Lazy baked chicken with soy and ginger
I could just as easily have called this Chinese-style roast chicken. Either way, it’s slowly cooked under foil, then uncovered to turn a luscious golden brown. There’s no messing about making gravy: you’ll find it’s all there, intense and fragrant, with the onions in the roasting tin at the end. All it needs is rice - or noodles or quinoa, or even just some bread. A salad afterwards is a bonus, but not essential. Cutting corners: if you are short of time, cook the chicken on 190C/fan oven 170/Gas Mark 5 for 1 hour 25 minutes, removing the foil and adding the sesame oil after 1 hour; if you have no sake/wine/sherry/vermouth, add another 100ml of stock with a generous squeeze of lemon juice; if you have pumpkin seed oil or a good quality walnut oil, you can use that if you don’t want to invest in sesame.Serves 4 (or more)
Oil or a butter paper for greasing the tin
2 large onions, peeled, halved and finely sliced (not chopped)
1 large chicken
4 or 5 garlic cloves, peeled and squashed
30g fresh ginger, peeled and sliced as thinly as possible
2 star anise
Freshly ground pepper
2 tbsp sugar (preferably light brown)
4 tbsp soy sauce
300 ml chicken stock
100 ml sake (or dry white wine, sherry or dry vermouth)
1 tbsp toasted sesame oil
Parsley or coriander, chopped (optional)
Heat the oven to 150C/fan oven 130C/Gas Mark 2.

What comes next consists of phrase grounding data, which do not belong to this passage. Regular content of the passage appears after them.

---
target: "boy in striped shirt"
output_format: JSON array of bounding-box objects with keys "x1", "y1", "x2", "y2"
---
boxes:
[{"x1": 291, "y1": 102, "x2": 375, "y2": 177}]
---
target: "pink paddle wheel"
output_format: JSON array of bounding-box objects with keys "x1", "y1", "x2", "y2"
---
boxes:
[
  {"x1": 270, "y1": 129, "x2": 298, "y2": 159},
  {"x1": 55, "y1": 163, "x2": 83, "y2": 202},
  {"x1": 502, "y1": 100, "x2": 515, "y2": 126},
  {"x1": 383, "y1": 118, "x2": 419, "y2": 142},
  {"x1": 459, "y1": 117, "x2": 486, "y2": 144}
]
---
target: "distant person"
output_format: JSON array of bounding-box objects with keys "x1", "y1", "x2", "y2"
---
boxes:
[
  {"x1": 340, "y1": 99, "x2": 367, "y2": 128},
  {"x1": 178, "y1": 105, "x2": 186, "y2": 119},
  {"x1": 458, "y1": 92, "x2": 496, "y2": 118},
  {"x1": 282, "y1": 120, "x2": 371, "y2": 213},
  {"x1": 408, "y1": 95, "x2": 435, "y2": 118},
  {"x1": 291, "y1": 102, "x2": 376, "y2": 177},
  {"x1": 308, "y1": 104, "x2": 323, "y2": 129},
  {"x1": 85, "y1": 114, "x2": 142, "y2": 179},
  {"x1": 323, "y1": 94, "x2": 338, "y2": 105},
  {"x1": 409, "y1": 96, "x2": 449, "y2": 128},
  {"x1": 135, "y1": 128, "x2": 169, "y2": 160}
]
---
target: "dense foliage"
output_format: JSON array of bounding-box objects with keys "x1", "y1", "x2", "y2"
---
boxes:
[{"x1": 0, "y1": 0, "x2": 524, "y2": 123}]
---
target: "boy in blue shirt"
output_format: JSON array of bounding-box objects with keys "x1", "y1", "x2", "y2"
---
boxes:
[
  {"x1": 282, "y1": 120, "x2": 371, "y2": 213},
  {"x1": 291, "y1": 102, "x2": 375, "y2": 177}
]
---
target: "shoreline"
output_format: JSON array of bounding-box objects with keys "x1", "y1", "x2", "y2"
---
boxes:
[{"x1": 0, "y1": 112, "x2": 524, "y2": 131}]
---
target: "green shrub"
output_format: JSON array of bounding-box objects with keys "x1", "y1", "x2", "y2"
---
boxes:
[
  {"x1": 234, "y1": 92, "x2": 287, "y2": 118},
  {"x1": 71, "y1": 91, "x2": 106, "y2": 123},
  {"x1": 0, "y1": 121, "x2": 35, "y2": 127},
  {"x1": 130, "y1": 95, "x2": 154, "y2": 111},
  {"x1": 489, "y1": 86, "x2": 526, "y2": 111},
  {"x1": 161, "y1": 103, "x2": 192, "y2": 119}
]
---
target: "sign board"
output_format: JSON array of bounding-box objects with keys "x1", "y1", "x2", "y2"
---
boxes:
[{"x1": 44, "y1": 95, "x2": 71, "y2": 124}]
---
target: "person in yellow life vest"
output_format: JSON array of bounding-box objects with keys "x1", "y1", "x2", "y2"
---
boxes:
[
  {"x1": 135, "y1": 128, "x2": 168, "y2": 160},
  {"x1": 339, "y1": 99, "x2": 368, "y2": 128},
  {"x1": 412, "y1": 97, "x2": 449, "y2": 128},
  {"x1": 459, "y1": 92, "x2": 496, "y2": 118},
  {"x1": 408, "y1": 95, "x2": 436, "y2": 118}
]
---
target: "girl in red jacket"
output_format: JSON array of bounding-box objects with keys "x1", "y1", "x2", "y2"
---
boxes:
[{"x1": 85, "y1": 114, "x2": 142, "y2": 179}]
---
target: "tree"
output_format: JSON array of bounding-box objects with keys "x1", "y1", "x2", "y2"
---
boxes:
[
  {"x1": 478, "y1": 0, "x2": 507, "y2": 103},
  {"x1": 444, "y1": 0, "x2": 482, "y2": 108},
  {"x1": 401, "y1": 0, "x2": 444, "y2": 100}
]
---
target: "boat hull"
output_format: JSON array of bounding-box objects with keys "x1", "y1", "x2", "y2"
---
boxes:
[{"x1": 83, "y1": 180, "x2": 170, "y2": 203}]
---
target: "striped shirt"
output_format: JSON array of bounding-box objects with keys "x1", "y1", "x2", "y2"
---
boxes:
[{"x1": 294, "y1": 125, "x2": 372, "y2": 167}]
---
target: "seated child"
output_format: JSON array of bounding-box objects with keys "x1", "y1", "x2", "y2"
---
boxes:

Lightly grease a roasting tin and lay the sliced onion in it.
Untie the chicken and, if there’s a wodge of fat just inside the cavity, pull it out and discard it. Put the garlic, ginger and star anise inside the bird and sit it on the onions and grind pepper all over (no salt because of the soy sauce). Sprinkle with 1 tablespoon of sugar, then 2 tbsp of the soy. Pour the stock and sake over it. Sprinkle it with the remaining sugar and soy sauce.
Cover the chicken loosely with a large piece of foil, but seal the foil tightly round the edge of the tin. Bake for 2 hours, then remove from the oven.
Raise the heat to 180C/fan oven 160C/gas Mark 4. Uncover the chicken, baste with the pan juices, then pour over the sesame oil. Cook uncovered for 30 minutes. Rest the bird for 10 minutes before carving.
Fish the ginger out of the cavity, as far as you can, ready for those who want it, and keep back some of the pan juices and onion to pour over rice/noodles/quinoa. Sprinkle with parsley or coriander, if using.